4. É inegável que precisamos de aumentar a oferta de habitação pública. Em Portugal, havia em 2021 pouco mais de 120 mil habitações públicas, apenas 2% da habitação existente, um dos mais baixos valores na Europa. A meta de 26 mil habitações novas ou renovadas até 2026, no âmbito do Programa 1.º Direito e financiadas a 100% pelo PRR, já foi reduzida, embora o Governo tenha prometido financiar mais 30 mil habitações até 2030. Mesmo assim, ficaremos longe da média europeia e a menos de metade das 143.283 situações de indignidade habitacional identificadas pelos municípios, referidas no último relatório da Comissão Nacional de Acompanhamento do PRR.

5. É também inegável que se construiu muito em Portugal desde o 25 de Abril. Será preciso construir mais para aumentar a oferta privada? Certamente que sim, mas não de qualquer maneira e não em todo o lado. Segundo o INE, em 2021 havia 5,9 milhões de habitações para 4,1 milhões de famílias. Desses quase 6 milhões de habitações, 1 milhão e cem mil eram residências secundárias e 723 mil estavam vagas. Dois terços das casas vagas estavam em edifícios habitáveis sem obras, ou apenas com reparações ligeiras, mas só menos de metade delas estava disponível para venda ou arrendamento. Por outras palavras, há em Portugal muita habitação em condições de ser habitada, a maior parte dela privada, que não é mobilizada pelo mercado para satisfazer a procura da população. O mesmo acontece com uma parte substancial dos terrenos classificados como urbanos. Em suma, o nosso grande paradoxo é sermos, ao mesmo tempo, o país com a pior acessibilidade à habitação na Europa e um dos que têm maior superavit de casas face ao número de famílias. Precisamos de perceber porquê, município a município, no litoral, no interior e nas ilhas.

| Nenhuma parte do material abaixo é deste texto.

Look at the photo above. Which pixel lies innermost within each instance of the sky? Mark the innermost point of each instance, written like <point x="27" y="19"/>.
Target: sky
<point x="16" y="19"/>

6. Temos de compreender que a oferta de habitação é sempre local e territorialmente limitada, enquanto a procura é global e virtualmente ilimitada. Uma situação destas não é resolúvel sem regulação pública, nacional e europeia. Uma nova estratégia europeia para a habitação acessível está a dar os primeiros passos. A própria Comissão Europeia, no seu relatório de 2025 sobre a situação de Portugal, propôs há poucos dias medidas relevantes. Há muito conhecimento comprovado e muita gente competente, nos vários setores profissionais, na academia e nas autarquias, que deve ser ouvida pelos nossos poderes públicos. Mas falar em regulação, em Portugal, é acordar o fantasma do congelamento de rendas iniciado por Salazar e alargado a todo o país no PREC. O trauma ficou e a resistência à intervenção pública nos preços da habitação é garantida. No entanto, assegurar o funcionamento eficiente dos mercados é uma incumbência constitucional prioritária do Estado, que dela não se pode demitir.

7. A falta de acesso à habitação é uma questão estrutural de enorme gravidade. Os sinais de alerta estão todos à vista. Uma geração inteira está a ser privada de futuro. A coesão social e o desenvolvimento económico estão a ser afetados. É tempo de exigir uma política nacional de habitação consistente, baseada nos recursos e capacidades existentes e nos instrumentos financeiros, fiscais e legais necessários para apoiar quem precisa e penalizar quem abusa. Sem isso não será possível vencer a crise da habitação que está a minar a nossa democracia.»